$-2^x-x/2=0$
I guess that the (only?) solution to this equation is $x=-1$. However, I do not know how to find this solution analytically.
Any help or hint is very much appreciated.
Edit: Thanks! Yes, there is only one solution that is $x=-1$. Now I am trying to understand how to derive this solution analytically. I basically want to, if possible, transform this equation so that it ends up saying $x=-1$. Probably using logarithms might help, but I have not found the way.
On
If you rewrite the equation as $2^x=-{1\over2}x$, you can see that you are trying to find where the exponential curve $y=2^x$ and the straight line $y=-{1\over2}x$ intersect. Since the exponential curve is increasing (as $x$ increases) while the straight line, which has negative slope, is decreasing, the curves have at most one point of intersection. Thus $(x,y)=(-1,{1\over2})$ is the sole point of intersection, i.e., $x=-1$ is the only solution to the original equation.
On
HINT.-$2^{x+1}$ is increasing from $0$ till $\infty$ and $y=-x$. There are consequently just one solution to $2^{x+1}=-x$ which is obviously $x=-1$
On
$$-2^x-\frac{x}{2}=0$$
1.) Solution as series
To solve the equation analytically as a series, you can use Lagrange inversion.

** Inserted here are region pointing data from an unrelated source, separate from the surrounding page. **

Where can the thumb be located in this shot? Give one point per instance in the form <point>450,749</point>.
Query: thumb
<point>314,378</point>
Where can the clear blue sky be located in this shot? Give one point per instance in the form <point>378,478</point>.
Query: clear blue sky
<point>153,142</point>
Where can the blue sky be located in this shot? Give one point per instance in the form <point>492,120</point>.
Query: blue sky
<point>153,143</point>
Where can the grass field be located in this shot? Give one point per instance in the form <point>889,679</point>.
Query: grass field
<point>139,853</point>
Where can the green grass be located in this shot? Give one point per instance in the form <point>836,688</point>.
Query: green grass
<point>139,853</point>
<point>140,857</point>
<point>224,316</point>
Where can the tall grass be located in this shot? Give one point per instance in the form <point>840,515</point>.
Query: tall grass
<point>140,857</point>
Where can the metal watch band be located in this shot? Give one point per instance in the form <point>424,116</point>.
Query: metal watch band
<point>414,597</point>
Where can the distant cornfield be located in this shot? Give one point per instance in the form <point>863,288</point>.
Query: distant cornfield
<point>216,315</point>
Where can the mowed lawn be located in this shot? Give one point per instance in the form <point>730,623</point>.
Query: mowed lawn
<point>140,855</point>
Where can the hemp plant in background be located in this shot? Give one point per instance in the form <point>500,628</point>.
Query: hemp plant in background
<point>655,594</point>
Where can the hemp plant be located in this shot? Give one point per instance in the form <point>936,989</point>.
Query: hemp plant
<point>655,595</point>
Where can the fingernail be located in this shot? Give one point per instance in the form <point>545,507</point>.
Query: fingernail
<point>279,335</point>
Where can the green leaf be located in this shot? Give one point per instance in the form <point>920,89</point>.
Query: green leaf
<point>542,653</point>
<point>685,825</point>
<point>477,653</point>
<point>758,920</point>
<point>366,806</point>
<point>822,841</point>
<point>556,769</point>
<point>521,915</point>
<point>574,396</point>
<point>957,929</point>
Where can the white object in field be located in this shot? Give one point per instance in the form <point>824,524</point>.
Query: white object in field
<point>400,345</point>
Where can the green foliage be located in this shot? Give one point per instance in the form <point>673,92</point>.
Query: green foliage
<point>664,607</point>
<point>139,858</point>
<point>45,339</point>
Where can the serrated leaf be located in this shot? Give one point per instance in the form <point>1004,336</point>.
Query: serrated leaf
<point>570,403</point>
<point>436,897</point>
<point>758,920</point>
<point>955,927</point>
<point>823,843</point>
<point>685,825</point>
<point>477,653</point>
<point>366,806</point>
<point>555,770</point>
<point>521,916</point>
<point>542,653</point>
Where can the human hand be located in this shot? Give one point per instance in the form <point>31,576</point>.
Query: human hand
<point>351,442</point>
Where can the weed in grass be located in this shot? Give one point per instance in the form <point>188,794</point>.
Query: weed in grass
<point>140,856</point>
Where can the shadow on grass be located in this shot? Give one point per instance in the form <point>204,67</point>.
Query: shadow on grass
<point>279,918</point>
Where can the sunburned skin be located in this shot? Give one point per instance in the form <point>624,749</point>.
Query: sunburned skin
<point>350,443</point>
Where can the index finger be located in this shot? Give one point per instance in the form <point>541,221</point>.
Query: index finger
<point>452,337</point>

2.) No solution with elementary inverses
The equation is a zeroing equation of an elementary function.
Powers with irrational exponents are transcendental functions. Therefore the equation isn't an algebraic equation, it's a transcendental equation:
$$-e^{\ln(2)x}-\frac{1}{2}x=0$$
Because $-e^{\ln(2)x}-\frac{1}{2}x$ is a polynomial of two algebraically independent monomials, the function $\mathbb{R}\to\mathbb{R}, x\mapsto -e^{\ln(2)x}-\frac{1}{2}x$ seems to have no elementary inverse. Therefore we possibly cannot solve the equation by rearranging it only by applying elementary functions (elementary operations) which we can read from the equation.

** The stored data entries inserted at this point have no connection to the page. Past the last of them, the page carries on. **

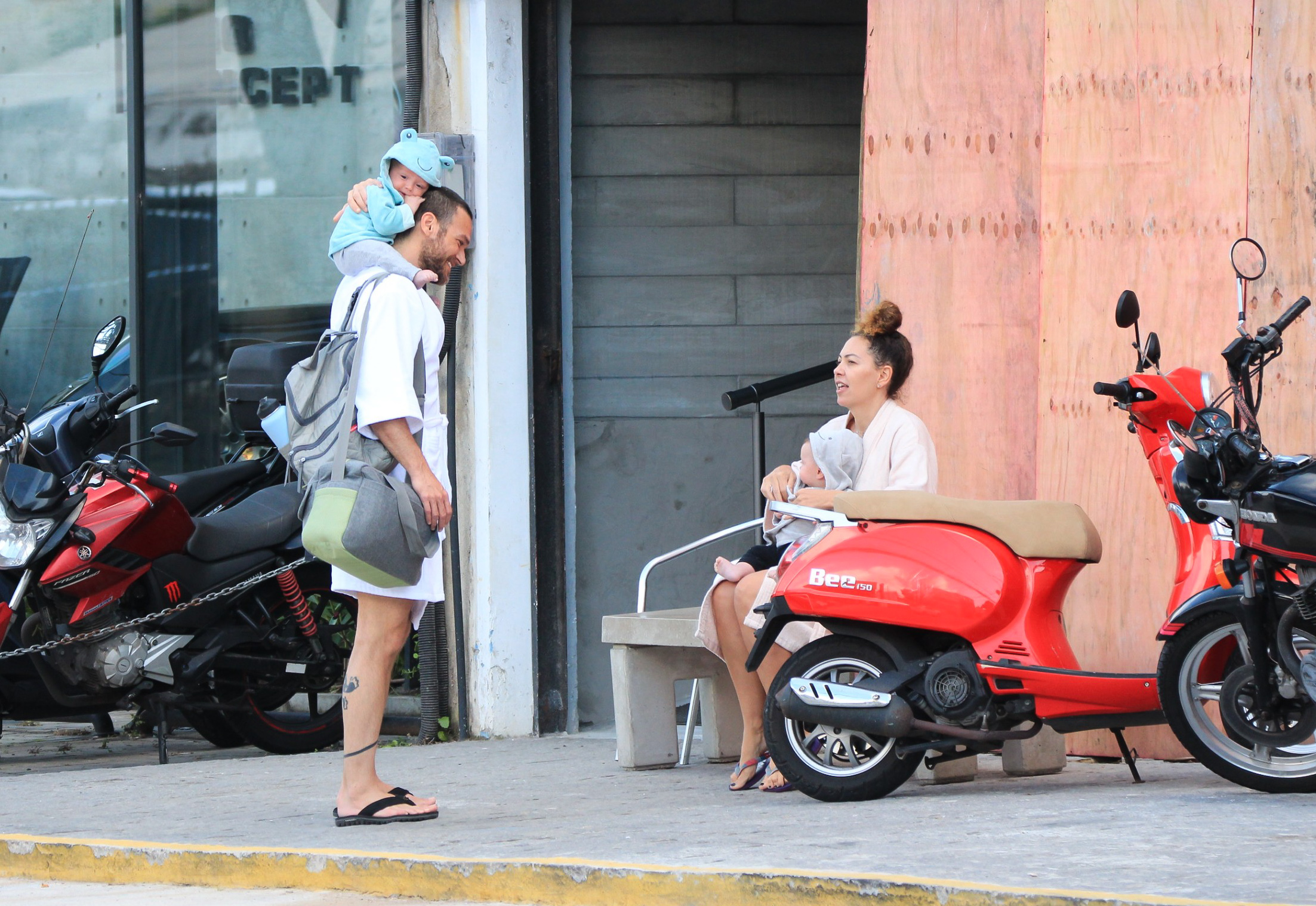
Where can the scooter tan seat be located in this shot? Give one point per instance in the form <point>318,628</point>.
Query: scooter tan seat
<point>1031,528</point>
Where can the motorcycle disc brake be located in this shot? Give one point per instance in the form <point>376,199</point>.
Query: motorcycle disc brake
<point>1293,723</point>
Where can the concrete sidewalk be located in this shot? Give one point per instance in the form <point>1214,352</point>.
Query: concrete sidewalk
<point>556,821</point>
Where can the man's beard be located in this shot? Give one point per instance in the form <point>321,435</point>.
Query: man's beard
<point>432,258</point>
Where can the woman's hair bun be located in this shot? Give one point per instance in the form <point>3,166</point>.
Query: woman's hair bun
<point>882,321</point>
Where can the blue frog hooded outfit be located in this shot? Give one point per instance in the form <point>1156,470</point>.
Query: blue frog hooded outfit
<point>386,215</point>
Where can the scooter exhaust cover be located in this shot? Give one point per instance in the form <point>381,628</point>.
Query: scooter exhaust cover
<point>893,721</point>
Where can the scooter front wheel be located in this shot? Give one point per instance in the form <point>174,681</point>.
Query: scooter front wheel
<point>833,764</point>
<point>1194,673</point>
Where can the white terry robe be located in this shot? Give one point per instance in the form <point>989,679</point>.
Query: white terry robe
<point>898,456</point>
<point>400,318</point>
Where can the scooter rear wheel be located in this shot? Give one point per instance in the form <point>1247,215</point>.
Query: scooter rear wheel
<point>1191,676</point>
<point>832,763</point>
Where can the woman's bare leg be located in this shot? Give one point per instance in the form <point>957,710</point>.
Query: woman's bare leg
<point>749,691</point>
<point>745,593</point>
<point>742,601</point>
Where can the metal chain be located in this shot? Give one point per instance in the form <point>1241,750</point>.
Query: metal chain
<point>204,600</point>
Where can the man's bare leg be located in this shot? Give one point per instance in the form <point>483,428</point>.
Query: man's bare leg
<point>382,628</point>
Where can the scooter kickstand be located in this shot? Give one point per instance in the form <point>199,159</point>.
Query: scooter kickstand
<point>161,732</point>
<point>1131,759</point>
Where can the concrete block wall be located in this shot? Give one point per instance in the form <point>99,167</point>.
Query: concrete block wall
<point>715,178</point>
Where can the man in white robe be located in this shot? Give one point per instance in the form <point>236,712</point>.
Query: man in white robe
<point>400,319</point>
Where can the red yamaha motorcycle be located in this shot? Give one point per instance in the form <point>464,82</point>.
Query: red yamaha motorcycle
<point>947,615</point>
<point>123,600</point>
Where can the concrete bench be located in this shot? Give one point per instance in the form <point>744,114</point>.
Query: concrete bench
<point>653,649</point>
<point>651,652</point>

3.) Solution in closed form with Lambert W
The equation is solvable by applying Lambert W. By some simple rearrangings, we can bring the equation into a form that is solvable by Lambert W: $$-e^{\ln(2)x}-\frac{1}{2}x=0\ \ \ \ \ \ |\cdot(-1)$$ $$e^{\ln(2)x}+\frac{1}{2}x=0\ \ \ \ \ \ |-\frac{1}{2}x$$ $$e^{\ln(2)x}=-\frac{1}{2}x\ \ \ \ \ \ |\cdot e^{-\ln(2)x}$$ $$-\frac{1}{2}xe^{-\ln(2)x}=1\ \ \ \ \ \ |\cdot 2\ln(2)$$ $$-\ln(2)xe^{-\ln(2)x}=2\ln(2)\ \ \ \ \ \ |\ W$$ $$-\ln(2)x=W(2\ln(2))\ \ \ \ \ \ |\ /(-\ln(2))$$ The only real solution is: $$x=-\frac{W(2\ln(2))}{\ln(2)}.$$ $$x=-1,$$ because, if $a$ is a constant, $\ln(a)e^{\ln(a)}=a\ln(a)$ and therefore $\ln(a)=W(a\ln(a)),\frac{W(a\ln(a))}{\ln(a)}=1$.
Hint: This is equivalent to $2^{x+1}+x=0$. See what happens when you take the derivative...